Honestly, with so many years of marriage communication (and often the lack of communication), I wonder what things I *should* speak about, and what things I should keep to myself.  I probably still have many "believe this" beliefs that were given to me from my rabbi and my yeshiva that I have not thought about lately, if ever.  I probably am following many rules without even thinking of them as to why they are there and whether they are right or wrong.

I guess the lesson I wanted to convey is that I never meant to hurt my wife, but not speaking about something because you were told it is inappropriate or not tznius is not a reason not to speak about it.  In every circumstance, I need to ask myself, "is this something that my wife would want to know about," and if yes, she deserves the truth over and over.


UNTOLD STORY: There is so much more to this story -- secrets I thought she was keeping FROM ME which have been causing me to mistrust her all these years... I feel like such an idiot that I have had the opportunity to ask her so many questions since this fight happened (we have established a new understanding of each other as a result of this fight, and hopefully we are building each other's trust). To my confusion, those so-called "secrets" I have been harping on all these years are turning out to be me projecting my own secrets onto her past, the stories of which FOR HER never happened.

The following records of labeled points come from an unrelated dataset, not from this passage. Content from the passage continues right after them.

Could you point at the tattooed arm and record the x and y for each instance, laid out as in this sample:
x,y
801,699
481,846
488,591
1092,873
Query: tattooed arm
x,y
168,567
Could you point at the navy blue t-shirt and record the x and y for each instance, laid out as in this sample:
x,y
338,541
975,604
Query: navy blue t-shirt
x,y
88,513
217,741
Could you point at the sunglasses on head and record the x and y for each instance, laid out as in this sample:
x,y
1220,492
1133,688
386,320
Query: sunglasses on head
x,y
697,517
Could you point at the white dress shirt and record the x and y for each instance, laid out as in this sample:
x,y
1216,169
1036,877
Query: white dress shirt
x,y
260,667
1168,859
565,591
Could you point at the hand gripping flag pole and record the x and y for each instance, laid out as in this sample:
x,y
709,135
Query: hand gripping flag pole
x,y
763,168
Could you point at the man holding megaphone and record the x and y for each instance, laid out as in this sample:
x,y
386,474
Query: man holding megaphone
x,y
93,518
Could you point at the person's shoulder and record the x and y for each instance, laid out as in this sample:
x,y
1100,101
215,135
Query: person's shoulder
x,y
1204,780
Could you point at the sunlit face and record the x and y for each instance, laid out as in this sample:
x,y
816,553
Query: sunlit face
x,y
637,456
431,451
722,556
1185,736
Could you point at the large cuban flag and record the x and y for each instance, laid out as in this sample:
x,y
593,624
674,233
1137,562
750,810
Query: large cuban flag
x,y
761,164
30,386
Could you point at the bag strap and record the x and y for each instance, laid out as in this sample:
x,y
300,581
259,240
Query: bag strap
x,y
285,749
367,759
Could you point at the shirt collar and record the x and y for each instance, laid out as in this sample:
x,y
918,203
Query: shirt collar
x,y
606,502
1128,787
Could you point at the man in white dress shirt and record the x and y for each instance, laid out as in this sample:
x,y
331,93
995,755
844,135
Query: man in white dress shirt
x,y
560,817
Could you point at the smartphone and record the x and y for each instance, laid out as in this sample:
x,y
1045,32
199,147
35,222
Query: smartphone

As a result, now I am seeing my wife as a woman who is a different person from the woman I thought I was married to for the past 15 years.  She is a different person simply because the stories I thought were there [that I suspected were hidden from me] never happened.  This changes things, and it changes her.  It also explains so much that has confused me all these years.  


MY CONFUSION: For her privacy, I will abstain from going into those details, but I am feeling a cascade of changes in my understanding of arguments I have had with her.  Can a person just be a kind person who in her youth liked to party with her friends, work hard in school, and never fraternize with boys as boys fraternize with girls (touch, seduction, hookups) and keep from getting into relationships prior to marriage?  Are there such people in the world who are able to maintain their innocence in such a horrible morally corrupted world?  I am having such a hard time rethinking all of this.

*NOTE: The last time I wrote in this blog was 2017.  Now it is 2021, and I still do not check e-mails.  I might not see your message, but I still appreciate your feedback.